If hypothetically a false headline on a reputable site led to an incident involving injury or death, could Google be found liable in anyway?

[–] Gonzako@lemmy.world 48 points 2 months ago (2 children)

No because on the google.com eula that you sign by having someone on your family ever Google something redeems them of any liability and gives them a right to sacrifice your first born to AI

[–] cole@lemdro.id 35 points 2 months ago (2 children)

EULAs are not legally enforceable anyways

[–] theneverfox@pawb.social 12 points 2 months ago

They're becoming closer and closer to it though. Scary court decisions are being made, it won't be long before someone tests it as a legal argument

[–] Pamasich@kbin.earth 3 points 2 months ago (2 children)

Liability waivers don't apply outside the US.
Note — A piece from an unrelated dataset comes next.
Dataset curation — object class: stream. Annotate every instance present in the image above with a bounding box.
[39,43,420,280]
[–] HertzDentalBar@lemmy.blahaj.zone 2 points 2 months ago

Oh you didn't see the clause that supercedes that? Silly consumer not reading everything.

/s

[–] Gonzako@lemmy.world 1 points 2 months ago

How are other countries enforcing that liability tho?

[–] zo0@programming.dev 9 points 2 months ago

~~If hypothetically~~ when a false headline on a reputable site led to an incident involving injury or death, ~~could Google~~ is anyone found liable in anyway?

rarely

[–] Prior_Industry@lemmy.world 7 points 2 months ago

Are you cooking something up?

[–] avidamoeba@lemmy.ca 7 points 2 months ago
[–] UnculturedSwine@lemmy.dbzer0.com 5 points 2 months ago

They could hypothetically. Will they? Probably not.